Feds Hand Out $120M to Expand College Access
WASHINGTON — With the new academic year just days away, the Clinton administration tagged 21 states and 164 local partnerships to serve as the first participants in the highly-touted “Gear Up for College” program to boost access to higher education.
Approved last year, the program targets at-risk students early — no later than the middle school — and provides them with tutoring, mentoring and support programs. It also works with parents, helping them learn more about college and financial aid.
Endorsed by the White House, the $120-million plan was developed largely by Rep. Chaka Fattah (D-Pa.), a member of the Congressional Black Caucus.
“Gear Up will positively change the life chances of millions of young people,” Fattah says. “Right now, the single most important priority to ensure its impact is effective implementation.”
Despite giving applicants only weeks to make detailed proposals, more than 40 states and 600 local partnerships applied for funds, officials with the U.S. Department of Education say.
Under the program, states and colleges may work with middle schools provided that the school enrollment is at least 50 percent low- income.
“We received an unexpectedly high number of Gear Up applications — many more than we were able to fund this year,” U.S. Sec. of Education Richard W. Riley says. “Clearly, there is tremendous demand for this program.”
Given the need, he adds, Congress should approve a request by the Clinton administration to double Gear Up funding from $120 million to $240 million next year.

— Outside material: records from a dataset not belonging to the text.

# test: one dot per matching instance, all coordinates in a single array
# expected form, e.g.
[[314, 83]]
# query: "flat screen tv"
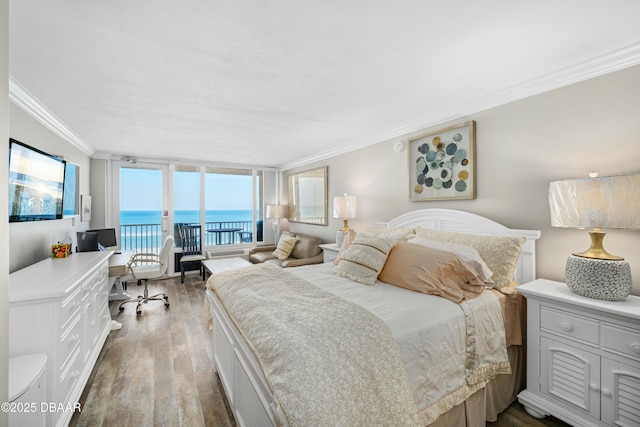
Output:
[[36, 182]]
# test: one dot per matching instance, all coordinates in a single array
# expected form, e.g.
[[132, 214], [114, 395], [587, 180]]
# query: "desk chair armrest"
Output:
[[144, 258]]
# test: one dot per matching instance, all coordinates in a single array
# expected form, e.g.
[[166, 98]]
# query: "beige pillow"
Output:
[[500, 253], [365, 257], [395, 233], [466, 253], [431, 271], [348, 239], [285, 245]]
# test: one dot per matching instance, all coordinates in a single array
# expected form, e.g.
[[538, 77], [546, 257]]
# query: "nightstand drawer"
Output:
[[621, 340], [570, 325]]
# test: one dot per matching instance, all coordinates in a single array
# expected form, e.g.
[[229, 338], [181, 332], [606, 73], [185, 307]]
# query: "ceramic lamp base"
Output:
[[598, 278], [340, 235]]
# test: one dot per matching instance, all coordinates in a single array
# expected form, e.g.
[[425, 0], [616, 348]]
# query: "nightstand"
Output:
[[583, 356], [330, 251]]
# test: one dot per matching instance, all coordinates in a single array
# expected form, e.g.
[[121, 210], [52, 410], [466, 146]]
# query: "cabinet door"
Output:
[[620, 393], [571, 376]]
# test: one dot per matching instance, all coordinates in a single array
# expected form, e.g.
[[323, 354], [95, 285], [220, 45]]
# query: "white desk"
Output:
[[118, 268]]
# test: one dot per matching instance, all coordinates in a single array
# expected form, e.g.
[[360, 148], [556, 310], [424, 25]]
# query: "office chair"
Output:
[[190, 235], [143, 267]]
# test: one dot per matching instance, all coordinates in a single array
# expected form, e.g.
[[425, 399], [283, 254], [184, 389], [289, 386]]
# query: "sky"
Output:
[[141, 189]]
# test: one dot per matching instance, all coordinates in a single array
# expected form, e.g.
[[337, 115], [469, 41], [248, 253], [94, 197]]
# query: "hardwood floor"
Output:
[[156, 370]]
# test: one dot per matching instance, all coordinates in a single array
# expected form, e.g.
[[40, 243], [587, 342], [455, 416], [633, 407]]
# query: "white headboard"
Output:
[[465, 222]]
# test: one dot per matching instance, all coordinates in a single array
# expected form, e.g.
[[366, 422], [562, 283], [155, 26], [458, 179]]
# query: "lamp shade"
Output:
[[345, 207], [611, 202], [276, 211]]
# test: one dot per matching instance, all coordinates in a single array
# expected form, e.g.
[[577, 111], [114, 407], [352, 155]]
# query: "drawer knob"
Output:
[[566, 326]]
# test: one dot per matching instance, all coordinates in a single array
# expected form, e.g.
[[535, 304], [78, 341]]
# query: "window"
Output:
[[227, 202]]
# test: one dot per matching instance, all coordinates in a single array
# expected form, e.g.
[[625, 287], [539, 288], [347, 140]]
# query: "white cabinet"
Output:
[[583, 357], [60, 307]]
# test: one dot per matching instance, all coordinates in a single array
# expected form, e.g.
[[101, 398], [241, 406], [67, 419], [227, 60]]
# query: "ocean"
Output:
[[188, 216], [149, 239]]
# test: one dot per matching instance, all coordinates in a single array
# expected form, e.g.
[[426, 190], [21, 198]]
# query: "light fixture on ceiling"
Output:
[[344, 207], [611, 202], [129, 159]]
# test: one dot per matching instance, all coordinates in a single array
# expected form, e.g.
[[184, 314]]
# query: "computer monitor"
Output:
[[106, 237], [87, 242]]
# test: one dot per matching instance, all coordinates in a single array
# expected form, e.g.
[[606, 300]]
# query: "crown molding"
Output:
[[32, 106], [610, 62]]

Among states, California received the largest one-year grant, $4.9 million. Other big awards included: Texas, $4.5 million; Oklahoma, $3.4 million; Maryland, $2.7 million; and Massachusetts, $2 million. Other states winning first-year funds include Alaska,$1.2 million; Colorado,$1.3 million; Connecticut, $1.5 million; Maine, $1.2 million; Minnesota, $1.5 million; Montana, $1.9 million; New Jersey, $1.4 million; New Mexico,$1 million; New York, $729,000; Ohio,$1million; Rhode Island,$1.2 million; South Carolina, $1.8 million;Vermont,$1.1 million; Washington, $2.7 million; and Wisconsin, $1.5 million.

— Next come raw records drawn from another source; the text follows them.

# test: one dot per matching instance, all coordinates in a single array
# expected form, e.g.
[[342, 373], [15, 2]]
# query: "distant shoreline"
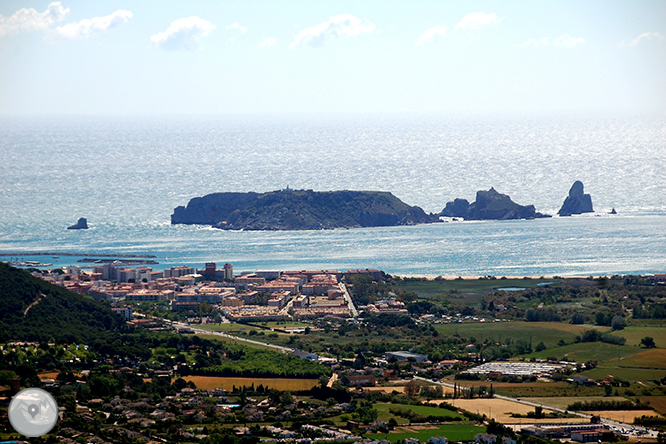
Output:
[[56, 253], [490, 277]]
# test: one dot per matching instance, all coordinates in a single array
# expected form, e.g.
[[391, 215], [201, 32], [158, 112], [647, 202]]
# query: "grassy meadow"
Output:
[[213, 382], [456, 432]]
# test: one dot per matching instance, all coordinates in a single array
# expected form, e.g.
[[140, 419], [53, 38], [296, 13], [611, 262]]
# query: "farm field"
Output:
[[431, 288], [533, 389], [230, 340], [500, 410], [626, 416], [634, 334], [399, 389], [212, 382], [656, 402], [586, 351], [550, 333], [562, 402], [627, 373], [653, 358], [384, 414], [457, 432]]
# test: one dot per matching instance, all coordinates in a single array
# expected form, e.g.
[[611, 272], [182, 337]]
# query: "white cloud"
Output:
[[476, 20], [567, 41], [430, 34], [339, 26], [268, 43], [534, 42], [645, 36], [89, 27], [183, 34], [242, 29], [28, 19]]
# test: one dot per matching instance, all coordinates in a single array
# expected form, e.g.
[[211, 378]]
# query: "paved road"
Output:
[[228, 336]]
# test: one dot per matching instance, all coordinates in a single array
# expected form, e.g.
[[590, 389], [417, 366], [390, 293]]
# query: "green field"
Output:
[[654, 358], [588, 351], [229, 340], [634, 334], [384, 414], [430, 288], [627, 373], [457, 432], [550, 333]]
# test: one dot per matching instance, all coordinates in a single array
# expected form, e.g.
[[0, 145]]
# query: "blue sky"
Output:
[[209, 57]]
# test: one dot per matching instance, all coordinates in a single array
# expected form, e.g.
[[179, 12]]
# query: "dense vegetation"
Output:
[[239, 361], [35, 310]]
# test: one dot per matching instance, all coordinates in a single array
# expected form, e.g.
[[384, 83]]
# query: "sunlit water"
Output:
[[126, 176]]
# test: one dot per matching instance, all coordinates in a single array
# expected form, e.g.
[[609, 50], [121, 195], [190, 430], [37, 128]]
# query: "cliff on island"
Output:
[[490, 205], [577, 202], [299, 210], [81, 224]]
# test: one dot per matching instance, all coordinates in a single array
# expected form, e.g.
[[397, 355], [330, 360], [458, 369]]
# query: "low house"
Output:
[[304, 355], [359, 380]]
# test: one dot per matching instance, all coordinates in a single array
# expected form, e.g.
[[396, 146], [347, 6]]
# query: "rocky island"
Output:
[[577, 202], [490, 205], [300, 210], [82, 224]]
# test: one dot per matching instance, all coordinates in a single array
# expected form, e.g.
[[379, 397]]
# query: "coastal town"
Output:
[[349, 388]]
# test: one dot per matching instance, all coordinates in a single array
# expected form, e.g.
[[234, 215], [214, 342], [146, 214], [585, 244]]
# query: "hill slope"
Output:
[[300, 210], [54, 312]]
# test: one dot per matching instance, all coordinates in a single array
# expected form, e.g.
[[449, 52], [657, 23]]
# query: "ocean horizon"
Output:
[[126, 175]]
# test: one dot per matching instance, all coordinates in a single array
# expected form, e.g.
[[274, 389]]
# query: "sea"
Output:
[[127, 174]]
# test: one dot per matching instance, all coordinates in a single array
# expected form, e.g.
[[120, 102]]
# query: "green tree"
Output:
[[617, 323]]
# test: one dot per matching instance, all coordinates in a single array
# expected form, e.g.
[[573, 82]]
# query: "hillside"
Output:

The agency also funded local partnerships that consist of colleges, public schools, and at least two community organizations. Local partnerships must work with an entire grade level at a school, tracking those students through the 12th grade.

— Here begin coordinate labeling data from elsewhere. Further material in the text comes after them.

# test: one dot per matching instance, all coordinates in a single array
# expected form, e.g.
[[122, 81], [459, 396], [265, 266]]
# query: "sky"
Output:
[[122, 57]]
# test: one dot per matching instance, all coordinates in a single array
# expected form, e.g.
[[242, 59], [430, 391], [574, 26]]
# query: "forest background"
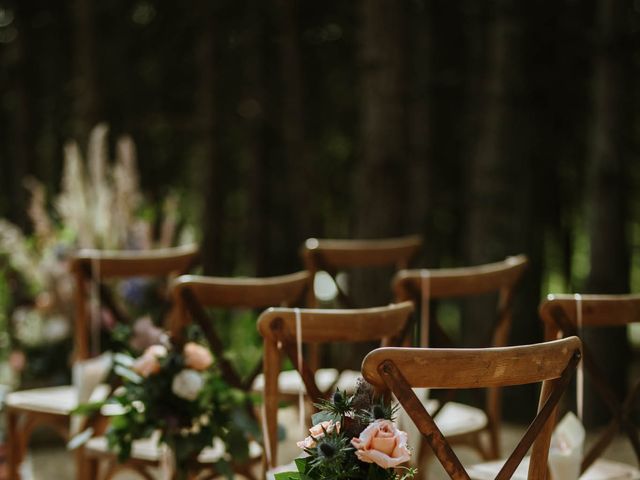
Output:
[[490, 127]]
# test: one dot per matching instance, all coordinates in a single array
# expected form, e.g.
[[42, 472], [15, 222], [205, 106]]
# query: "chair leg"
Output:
[[86, 467], [15, 446]]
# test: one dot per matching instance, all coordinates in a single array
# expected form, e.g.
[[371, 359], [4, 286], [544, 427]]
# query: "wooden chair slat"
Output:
[[399, 370]]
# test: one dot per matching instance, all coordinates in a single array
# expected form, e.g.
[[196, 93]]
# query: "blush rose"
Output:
[[383, 444], [197, 357], [148, 363]]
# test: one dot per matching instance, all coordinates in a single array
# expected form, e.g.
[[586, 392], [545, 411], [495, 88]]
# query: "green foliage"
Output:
[[331, 454], [143, 405]]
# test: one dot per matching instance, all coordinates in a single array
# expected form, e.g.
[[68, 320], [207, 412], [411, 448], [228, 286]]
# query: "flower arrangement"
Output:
[[353, 437], [175, 389]]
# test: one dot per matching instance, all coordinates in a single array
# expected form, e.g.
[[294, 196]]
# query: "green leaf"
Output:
[[87, 408], [288, 476], [127, 374], [323, 416]]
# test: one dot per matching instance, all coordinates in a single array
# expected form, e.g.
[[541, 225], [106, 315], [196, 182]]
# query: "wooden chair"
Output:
[[398, 370], [564, 315], [193, 295], [335, 256], [462, 423], [279, 329], [52, 406]]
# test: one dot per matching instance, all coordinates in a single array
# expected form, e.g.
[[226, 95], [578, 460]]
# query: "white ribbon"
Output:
[[167, 462], [95, 304], [301, 410], [580, 370], [425, 287]]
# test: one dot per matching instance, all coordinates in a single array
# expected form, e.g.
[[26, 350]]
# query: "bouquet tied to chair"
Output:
[[175, 390], [353, 437]]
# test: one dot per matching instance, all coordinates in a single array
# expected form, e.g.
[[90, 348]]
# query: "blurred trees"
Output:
[[493, 127]]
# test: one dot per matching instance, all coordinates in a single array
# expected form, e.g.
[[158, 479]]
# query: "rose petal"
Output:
[[385, 445]]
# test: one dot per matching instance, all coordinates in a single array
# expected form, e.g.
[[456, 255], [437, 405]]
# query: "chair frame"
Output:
[[333, 255], [191, 295], [112, 264], [278, 329], [447, 283], [559, 314], [398, 370]]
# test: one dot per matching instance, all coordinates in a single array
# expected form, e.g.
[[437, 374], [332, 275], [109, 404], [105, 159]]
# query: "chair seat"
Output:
[[148, 449], [348, 380], [602, 469], [458, 419], [60, 400], [453, 420], [290, 467], [290, 382]]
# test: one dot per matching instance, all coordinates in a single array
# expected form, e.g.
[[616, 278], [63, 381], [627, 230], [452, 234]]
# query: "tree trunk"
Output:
[[254, 110], [211, 181], [607, 193], [419, 186], [86, 97], [298, 158], [382, 169], [502, 214], [21, 161]]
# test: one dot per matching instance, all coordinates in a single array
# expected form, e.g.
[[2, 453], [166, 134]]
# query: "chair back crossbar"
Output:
[[560, 316], [399, 370], [90, 265], [279, 329], [193, 294], [333, 256], [457, 283]]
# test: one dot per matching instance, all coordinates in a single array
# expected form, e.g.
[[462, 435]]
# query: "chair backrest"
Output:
[[422, 286], [98, 265], [193, 294], [398, 370], [445, 283], [564, 315], [334, 256], [282, 328]]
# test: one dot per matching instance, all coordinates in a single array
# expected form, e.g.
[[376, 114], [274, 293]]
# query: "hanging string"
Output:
[[425, 287], [267, 439], [95, 304], [580, 370], [301, 409]]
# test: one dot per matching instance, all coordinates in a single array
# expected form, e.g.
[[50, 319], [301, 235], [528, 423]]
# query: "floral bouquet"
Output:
[[175, 389], [353, 437]]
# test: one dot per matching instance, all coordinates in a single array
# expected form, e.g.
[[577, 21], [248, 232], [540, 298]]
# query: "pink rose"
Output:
[[317, 432], [145, 333], [197, 357], [383, 444], [148, 363]]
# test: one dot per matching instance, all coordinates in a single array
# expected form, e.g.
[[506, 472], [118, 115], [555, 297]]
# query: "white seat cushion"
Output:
[[290, 382], [348, 380], [148, 449], [602, 469], [454, 418], [54, 400], [458, 418]]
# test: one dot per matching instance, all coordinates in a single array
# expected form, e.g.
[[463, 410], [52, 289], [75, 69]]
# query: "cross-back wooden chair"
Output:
[[52, 407], [193, 295], [564, 315], [399, 370], [462, 423], [282, 330], [334, 256]]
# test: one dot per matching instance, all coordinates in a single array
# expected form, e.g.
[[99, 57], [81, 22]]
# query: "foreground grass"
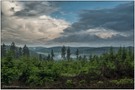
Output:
[[105, 71]]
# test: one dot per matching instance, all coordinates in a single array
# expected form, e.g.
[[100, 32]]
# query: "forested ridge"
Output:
[[112, 69]]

State programs have the option of using that approach — which closely follows the “I Have a Dream” model begun in the 1980s, where individual philanthropists guarantee a college education for all students in a particular middle school classroom.
Recipients of local grants include historically Black Claflin College of Orangeburg, S.C.
Small Colleges Could See Relief on Student Loan Default Rates
Small colleges with only a few student borrowers could catch a break on default rates from the Education Department if current proposals take effect later this year.
Department officials have proposed a new regulation to exempt many small colleges from sanctions because of high student loan defaults. Small and low-cost colleges often complain they face termination from most federal aid programs, including Pell grants, when only a few borrowers default.
Under current law, colleges with 25 percent default rates for three consecutive years are subject to sanctions. The new plan would exempt colleges if they have fewer than 30 borrowers who enter repayment during that three-year timeline.
“Schools that make very few loans pose a minimal financial risk to the taxpayers,” department officials said in last month’s proposal, one of several new potential rules affecting colleges and financial aid programs.
Elsewhere, colleges could face stiffer requirements for work-study programs. The agency wants to require colleges to spend 7 percent of funds on students in community service jobs, up from the current 5 percent. Colleges also would have to assign at least one student as a tutor for child or family literacy programs.
The latter requirement is part of an effort to raise literacy and awareness of a new federal law, the Reading Excellence Act, an effort to get all children reading by the third grade. The work-study changes would take effect in the 2000-01 academic year.
Black College Week Introduced
Sen. Strom Thurmond (R-S.C.), a one-time segregationist, wants to make sure the nation celebrates a week in honor of Black colleges in September.
Thurmond introduced a resolution to celebrate the week beginning Sept. 19 as “National Historically Black Colleges and Universities Week.” Twenty-eight senators co-sponsored the resolution, forwarded to the Senate Judiciary Committee. In introducing the measure last month , Thurmond noted this is the 14th time he has served as sponsor of the resolution. His state has eight of 117 HBCUs nationwide.
“Historically Black colleges offer our citizens a variety of curricula and programs through which young people develop skills and talents, thereby expanding opportunities for a lifetime of achievement,” he says.
One of hundreds of such commemorative resolutions with no monetary value, the week recognizing HBCUs should pass readily.